Read more: nasdaq.com/article/us-energy-companies-test-the-waters-for-exports–corporate-outlook-20150105-01279#ixzz3O0KQ2A4z

Enjoy the bubble, for that is what it is.

When the price rises again, it is going to rise hard.

Particularly if by then, the shale oil, etc, in NA and elsewhere are shut down.

ICXC NIKA

Zowie—Somebody Made an Absolute Killing by Shorting Oil

That doesn’t pan out for a few reasons. First of all, the oil that would flow through the Keystone Pipeline would be from a foreign oil supplier and in fact our single largest one; Canada. Second, the oil being pumped through the pipeline is not destined for the U.S. market. Keystone wouldn’t make us independent of our foreign suppliers. It would just make us a thoroughfare so the Canadians can export more of their oil from the Gulf.

Probably OPEC members
Talk about insider trading :blush:

I believe it’s called hedging. Farmers do that with crops. The banks were allowed to do that too after the repeal of Glass-Steagull, though that became somewhat limited by the Todd-Frank bill, which itself got undermined by some provisions on a recent spending bill. Lots of opportunists out there globally making out like bandits.

“Russia stands to lose $100 billion annually if crude oil prices don’t reach at least $90 a barrel. The country breaks even at $90 a barrel and makes a profit north of that price. Russia is one of those countries where half the economy is dependent on export of crude oil and related products.”

stocknewsdesk.com/crude-oil-prices-effect-russia-euro-zone-1221248.html

…and I’ve heard that these low prices are expected to last all year long… Now Kazakhstan is second guessing its relationship within the Eurasian economic union…

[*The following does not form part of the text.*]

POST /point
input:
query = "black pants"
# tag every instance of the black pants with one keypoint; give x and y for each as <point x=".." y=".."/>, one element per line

oilprice.com/Energy/Crude-Oil/Kazakhstan-Stuck-Between-Falling-Exchange-Rates-And-Oil-Prices.html

Yes. But the losses can get quite heavy as well. Hedge funds (and commodity trading) entails a lot of risk. It’s why one is supposed to have a net worth above $1 million to be considered an “accredited investor” (by SEC regulations).

The over the counter derivatives; such as the credit default swaps are another financial instrument where some make billions when others lose their shirt. I still wonder who made billions from that AIG CDS meltdown?

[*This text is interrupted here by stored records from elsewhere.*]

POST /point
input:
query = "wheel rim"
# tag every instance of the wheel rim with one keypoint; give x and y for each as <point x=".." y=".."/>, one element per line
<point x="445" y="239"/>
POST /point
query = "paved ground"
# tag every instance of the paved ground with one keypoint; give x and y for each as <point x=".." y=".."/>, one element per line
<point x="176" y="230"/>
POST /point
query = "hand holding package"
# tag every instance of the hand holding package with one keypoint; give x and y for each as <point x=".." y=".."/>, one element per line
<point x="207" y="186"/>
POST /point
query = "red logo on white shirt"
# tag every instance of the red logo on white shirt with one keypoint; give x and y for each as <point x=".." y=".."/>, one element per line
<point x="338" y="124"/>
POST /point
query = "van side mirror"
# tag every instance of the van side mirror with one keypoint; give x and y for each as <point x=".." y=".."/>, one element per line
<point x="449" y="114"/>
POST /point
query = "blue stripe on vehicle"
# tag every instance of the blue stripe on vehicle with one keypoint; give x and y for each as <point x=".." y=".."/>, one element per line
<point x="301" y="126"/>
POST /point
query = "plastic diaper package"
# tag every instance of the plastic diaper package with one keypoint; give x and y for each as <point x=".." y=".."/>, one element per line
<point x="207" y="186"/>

For the producers, not so much. They are guaranteed something when the product comes to market, assuming that they had been selling off futures. If the low price is prolonged, however, this will probably curtail production altogether, especially once the costs exceed revenue. Costs, however, vary from country to country, company to company, so shutting down production won’t be uniform.

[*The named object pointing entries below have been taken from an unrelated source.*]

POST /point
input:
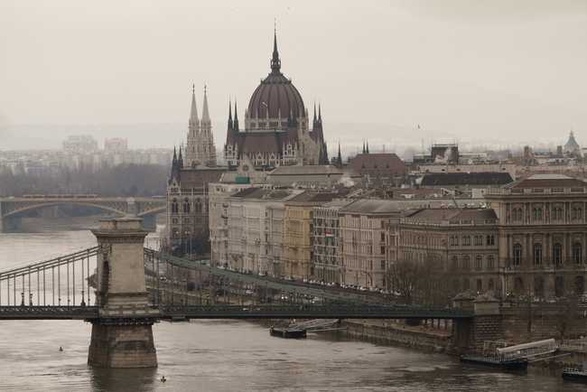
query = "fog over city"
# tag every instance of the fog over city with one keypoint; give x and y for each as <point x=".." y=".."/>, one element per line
<point x="497" y="73"/>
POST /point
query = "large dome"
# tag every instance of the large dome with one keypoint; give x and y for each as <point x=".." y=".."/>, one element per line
<point x="277" y="94"/>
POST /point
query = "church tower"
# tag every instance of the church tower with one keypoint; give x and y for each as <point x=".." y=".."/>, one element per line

I don’t think we can say that categorically. The U.S. and Canada are basically a single economy. Money, enterprises, and goods flow freely from each to the other.

Nor can we say all the Canadian oil will go to other countries. Keystone will carry it to Gulf area refineries. There are pipelines from refineries to destinations all over the U.S. There is no reason to believe none of it will be consumed here and every reason to doubt it.

The oil will go to Gulf Refineries who will put the refined oil on the world market, and at a price which is historically more expensive than what US companies will pay.

Either way, it’s private companies looking to build a pipeline at the expense of those whom get displaced by being in the path of the pipeline and of course a risk to the largest aquifer in the nation.

Jim

All oil is on the world market. Always is. The price in one place affects the price elsewhere. There is not the least reason to believe Canadian oil will somehow be beyond the price U.S. companies will pay, since prices for oil produced in Canada, Saudi Arabia, the U.S. and everywhere else is not determined locally.

Who is going to get displaced by the pipelines? There are some big pipelines through my part of the country, and nobody was displaced for them.

There are already pipelines across the Ogalalla Aquifer, and no reason whatever to assume Keystone would be any more hazardous to the aquifer than the ones already there. Actually, the biggest hazard to that aquifer is dryland irrigation and city use.